ほかの動きが大きく変わらなければ、ボールを目標側へ動かすほど、クラブはスイング円弧のより後半でボールに届きます。そのため、インパクト時のクラブヘッドの上下方向は浅くなる方向へ変わりやすく、打ち出しも高くなりやすくなります。トラックマン(TrackMan)がチップショットで行った比較でも、前方のボール位置ほど入射角が浅く、打ち出し角が高くなる傾向が確認されています。ただし、この数値差をドライバーやアイアンへそのまま当てはめることはできません。

重要なのは、ボールだけを動かしても人間の構え全体が同じままとは限らないことです。プロゴルファーを対象にした研究では、ボール位置をわずか数cm左右へ変えただけでも、左右の足への荷重、肩の向き、クラブフェースの狙いなどが変化しました。つまり、ボール位置の変更は「円弧のどこで当たるか」だけでなく、アドレス全体を連鎖的に変える可能性があります。なお、研究で確認されたフェースの向きはアドレス時の狙いであり、インパクト時のフェース向きが同じだけ変わるという意味ではありません。
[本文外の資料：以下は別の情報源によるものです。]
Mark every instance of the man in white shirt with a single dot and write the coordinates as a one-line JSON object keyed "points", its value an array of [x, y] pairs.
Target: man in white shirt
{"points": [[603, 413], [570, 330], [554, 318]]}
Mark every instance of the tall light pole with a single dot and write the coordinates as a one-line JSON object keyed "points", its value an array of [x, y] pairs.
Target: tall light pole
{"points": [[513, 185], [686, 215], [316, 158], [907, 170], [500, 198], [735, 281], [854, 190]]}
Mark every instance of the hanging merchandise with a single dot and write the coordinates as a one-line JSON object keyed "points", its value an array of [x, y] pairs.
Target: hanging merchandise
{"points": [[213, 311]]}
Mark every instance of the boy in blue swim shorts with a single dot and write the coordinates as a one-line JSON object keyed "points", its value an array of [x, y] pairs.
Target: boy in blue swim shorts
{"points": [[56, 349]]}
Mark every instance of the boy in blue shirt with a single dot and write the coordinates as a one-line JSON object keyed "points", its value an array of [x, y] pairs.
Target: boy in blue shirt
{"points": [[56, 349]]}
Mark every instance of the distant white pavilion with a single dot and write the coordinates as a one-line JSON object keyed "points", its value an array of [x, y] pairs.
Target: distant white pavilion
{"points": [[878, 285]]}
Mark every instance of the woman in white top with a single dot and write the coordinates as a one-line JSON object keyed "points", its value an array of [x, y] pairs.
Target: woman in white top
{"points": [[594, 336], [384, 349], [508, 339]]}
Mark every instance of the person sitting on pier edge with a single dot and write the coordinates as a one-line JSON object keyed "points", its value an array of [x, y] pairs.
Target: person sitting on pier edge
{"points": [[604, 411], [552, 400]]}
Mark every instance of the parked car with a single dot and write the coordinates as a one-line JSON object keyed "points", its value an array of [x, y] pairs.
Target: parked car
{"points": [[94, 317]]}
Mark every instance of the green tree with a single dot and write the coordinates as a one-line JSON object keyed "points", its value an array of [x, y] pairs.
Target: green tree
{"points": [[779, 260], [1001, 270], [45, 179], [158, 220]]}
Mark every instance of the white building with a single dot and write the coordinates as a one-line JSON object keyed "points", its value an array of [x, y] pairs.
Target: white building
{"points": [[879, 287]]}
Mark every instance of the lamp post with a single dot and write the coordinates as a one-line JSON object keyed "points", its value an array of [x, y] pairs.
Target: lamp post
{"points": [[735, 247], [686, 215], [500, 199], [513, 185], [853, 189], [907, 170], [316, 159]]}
そのため、「左に置けば必ず高くなる」「左に置けば必ず特定方向へ飛ぶ」という固定ルールにはできません。クラブによって適した位置も違い、本人が無意識に姿勢やスイングを調整する量も違います。ボール位置を変えたときは、入射角、打点、出球方向、曲がりがどう変わったかをセットで見る方が正確です。左打ちでは左右を逆に考えます。